Of all the problems mankind must solve in order to colonize Mars, figuring out how to establish an agricultural system on a freezing, waterless, rust-covered planet is near the top of the list. Last year, Dutch scientists at Wageningen University announced that they had successfully grown ten different crops in Mars and Moon soil simulators developed by NASA: garden cress, arugula, tomato, radish, rye, quinoa, spinach, chives, peas, and leeks. These simulators replicated the soil samples analyzed by NASA’s exploration rovers; initially the simulators were developed for the purpose of testing spacesuits and rovers, with few scientists believing that the iron-heavy soil could be farmed. But the lead scientist behind the study, ecologist Wieger Wamelink, told Science Focus there was no difference between crops grown in local soil and the simulated “Martian” soil, adding that he was quite impressed by the sweetness of the lab-grown tomatoes.

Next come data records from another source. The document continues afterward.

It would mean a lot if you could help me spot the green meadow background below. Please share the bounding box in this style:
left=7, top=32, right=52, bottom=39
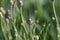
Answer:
left=0, top=0, right=60, bottom=40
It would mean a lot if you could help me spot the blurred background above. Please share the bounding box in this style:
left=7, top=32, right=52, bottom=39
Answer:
left=0, top=0, right=60, bottom=40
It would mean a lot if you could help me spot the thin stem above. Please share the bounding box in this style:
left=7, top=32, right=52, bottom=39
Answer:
left=53, top=1, right=59, bottom=39
left=20, top=7, right=28, bottom=34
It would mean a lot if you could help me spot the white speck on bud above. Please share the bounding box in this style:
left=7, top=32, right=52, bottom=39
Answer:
left=19, top=0, right=23, bottom=6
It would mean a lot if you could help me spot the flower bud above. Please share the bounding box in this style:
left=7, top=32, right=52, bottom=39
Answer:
left=28, top=18, right=32, bottom=24
left=19, top=0, right=23, bottom=6
left=6, top=9, right=10, bottom=14
left=0, top=7, right=6, bottom=14
left=5, top=18, right=9, bottom=23
left=10, top=0, right=15, bottom=5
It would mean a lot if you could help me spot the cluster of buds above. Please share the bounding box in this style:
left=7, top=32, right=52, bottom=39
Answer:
left=10, top=0, right=15, bottom=5
left=19, top=0, right=23, bottom=6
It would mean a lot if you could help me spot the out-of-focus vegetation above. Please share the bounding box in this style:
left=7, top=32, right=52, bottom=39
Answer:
left=0, top=0, right=60, bottom=40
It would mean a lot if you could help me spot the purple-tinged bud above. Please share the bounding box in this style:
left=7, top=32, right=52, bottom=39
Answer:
left=28, top=18, right=32, bottom=24
left=10, top=0, right=15, bottom=5
left=5, top=18, right=9, bottom=23
left=6, top=9, right=11, bottom=14
left=19, top=0, right=23, bottom=6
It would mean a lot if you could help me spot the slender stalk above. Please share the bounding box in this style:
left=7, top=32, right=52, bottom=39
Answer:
left=53, top=1, right=60, bottom=39
left=20, top=7, right=28, bottom=34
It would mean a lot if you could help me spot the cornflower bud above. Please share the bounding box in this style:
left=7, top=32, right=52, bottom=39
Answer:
left=19, top=0, right=23, bottom=6
left=34, top=35, right=39, bottom=40
left=0, top=12, right=3, bottom=18
left=5, top=18, right=9, bottom=23
left=28, top=18, right=32, bottom=24
left=10, top=0, right=15, bottom=5
left=0, top=7, right=6, bottom=14
left=6, top=9, right=11, bottom=14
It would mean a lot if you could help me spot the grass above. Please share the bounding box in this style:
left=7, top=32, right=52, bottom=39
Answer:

Since this discovery, the team is now trying to improve crop yields by increasing the amount of nitrogen in the soil using a readily available resource: human urine. The magazine also spotlights the Red Thumbs project at Villanova University in Pennsylvania, where scientists are experimenting with earthworms, which naturally release nitrogen as they burrow and feed. Previously, the team was able to grow barley and hops in a greenhouse simulation, bringing humanity ever closer to a future filled with crisp, refreshing space beer.